J’imagine que quelques-uns de ces personnages, qu’on aurait pu contraindre à parler en les chaussant de brodequins rouges, laisseront au moins une poignée de documents authentiques, dont la place est marquée d’avance dans l’histoire des étonnements humains.

La guerre de 1870 est peut-être la seule où toutes les fautes furent commises par tout le monde sans exception, et des deux côtés à la fois.

Il n’est pas permis d’ignorer aujourd’hui que, jusqu’à la fin, les Allemands furent aussi stupéfaits de leurs victoires que les Français consternés de leurs défaites.

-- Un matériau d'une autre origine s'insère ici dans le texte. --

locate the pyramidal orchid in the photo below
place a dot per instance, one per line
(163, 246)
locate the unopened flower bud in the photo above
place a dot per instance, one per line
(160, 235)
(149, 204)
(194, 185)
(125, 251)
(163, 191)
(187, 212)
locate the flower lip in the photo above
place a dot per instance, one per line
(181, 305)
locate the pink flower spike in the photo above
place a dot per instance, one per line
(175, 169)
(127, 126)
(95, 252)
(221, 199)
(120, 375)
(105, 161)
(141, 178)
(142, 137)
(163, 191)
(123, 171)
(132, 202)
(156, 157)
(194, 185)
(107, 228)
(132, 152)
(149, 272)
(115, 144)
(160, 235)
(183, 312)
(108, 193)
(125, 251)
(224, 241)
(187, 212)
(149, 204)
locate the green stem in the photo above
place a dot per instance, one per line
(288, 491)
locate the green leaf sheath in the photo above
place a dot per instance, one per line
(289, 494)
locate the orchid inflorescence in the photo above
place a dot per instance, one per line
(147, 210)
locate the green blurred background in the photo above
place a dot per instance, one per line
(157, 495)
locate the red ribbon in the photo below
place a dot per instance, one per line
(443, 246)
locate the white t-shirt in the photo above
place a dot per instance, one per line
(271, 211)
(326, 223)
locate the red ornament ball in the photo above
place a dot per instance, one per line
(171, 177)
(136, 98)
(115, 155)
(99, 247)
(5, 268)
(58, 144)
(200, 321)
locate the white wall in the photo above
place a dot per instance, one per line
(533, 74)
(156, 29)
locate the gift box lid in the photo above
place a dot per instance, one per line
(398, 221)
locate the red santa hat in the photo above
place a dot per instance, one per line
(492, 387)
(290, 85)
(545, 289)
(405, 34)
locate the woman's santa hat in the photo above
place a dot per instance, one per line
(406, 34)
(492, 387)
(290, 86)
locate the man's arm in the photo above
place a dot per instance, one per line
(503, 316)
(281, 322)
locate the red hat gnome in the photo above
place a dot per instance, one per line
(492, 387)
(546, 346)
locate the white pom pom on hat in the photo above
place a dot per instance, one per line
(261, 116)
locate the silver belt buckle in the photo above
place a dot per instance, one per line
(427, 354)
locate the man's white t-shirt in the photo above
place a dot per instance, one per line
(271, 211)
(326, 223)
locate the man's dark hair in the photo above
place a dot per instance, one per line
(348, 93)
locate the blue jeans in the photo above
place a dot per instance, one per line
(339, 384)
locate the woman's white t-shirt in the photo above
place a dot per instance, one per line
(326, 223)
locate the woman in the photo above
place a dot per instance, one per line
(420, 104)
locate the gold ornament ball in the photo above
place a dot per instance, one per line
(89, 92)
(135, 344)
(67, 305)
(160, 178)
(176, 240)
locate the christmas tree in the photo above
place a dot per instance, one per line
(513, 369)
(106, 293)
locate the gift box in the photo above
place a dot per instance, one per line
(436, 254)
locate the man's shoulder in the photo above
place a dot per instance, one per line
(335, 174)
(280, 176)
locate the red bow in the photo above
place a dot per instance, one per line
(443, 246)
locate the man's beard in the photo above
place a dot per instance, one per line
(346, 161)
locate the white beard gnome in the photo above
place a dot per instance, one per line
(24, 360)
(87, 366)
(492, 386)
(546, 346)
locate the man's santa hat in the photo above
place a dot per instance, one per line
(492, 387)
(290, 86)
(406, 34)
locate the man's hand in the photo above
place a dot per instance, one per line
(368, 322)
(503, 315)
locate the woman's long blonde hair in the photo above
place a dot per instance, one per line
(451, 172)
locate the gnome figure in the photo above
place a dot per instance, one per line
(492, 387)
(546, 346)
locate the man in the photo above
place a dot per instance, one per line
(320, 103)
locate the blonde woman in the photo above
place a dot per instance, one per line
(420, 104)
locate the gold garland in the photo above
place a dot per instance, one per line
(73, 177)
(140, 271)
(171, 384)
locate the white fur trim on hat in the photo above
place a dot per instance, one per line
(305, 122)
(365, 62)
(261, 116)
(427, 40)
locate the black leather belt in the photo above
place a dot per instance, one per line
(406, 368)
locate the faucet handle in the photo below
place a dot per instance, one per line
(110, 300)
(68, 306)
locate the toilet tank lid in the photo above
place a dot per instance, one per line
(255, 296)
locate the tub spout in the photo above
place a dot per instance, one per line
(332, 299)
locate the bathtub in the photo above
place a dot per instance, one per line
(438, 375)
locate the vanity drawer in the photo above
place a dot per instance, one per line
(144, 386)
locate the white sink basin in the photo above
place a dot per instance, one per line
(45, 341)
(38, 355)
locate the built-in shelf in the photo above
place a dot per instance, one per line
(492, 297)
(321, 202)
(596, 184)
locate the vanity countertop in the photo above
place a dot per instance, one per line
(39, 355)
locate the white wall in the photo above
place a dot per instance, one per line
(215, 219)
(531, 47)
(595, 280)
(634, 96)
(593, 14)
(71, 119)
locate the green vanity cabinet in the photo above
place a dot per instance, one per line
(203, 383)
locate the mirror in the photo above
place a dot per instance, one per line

Même après Sedan, même après Metz et jusqu’à la décisive bataille du Mans, l’Allemagne trembla, l’Allemagne eut peur de se sentir au milieu d’une nation si supérieure d’où pouvait jaillir tout à coup un Homme.

Aussi longtemps qu’une armée d’au delà de la Loire put être prévue, les chefs allemands les plus audacieux ou les plus habiles se crurent en danger quand même, et se tinrent toujours prêts à déchirer précipitamment des deux éperons les flancs agités de leurs chevaux de triomphateurs.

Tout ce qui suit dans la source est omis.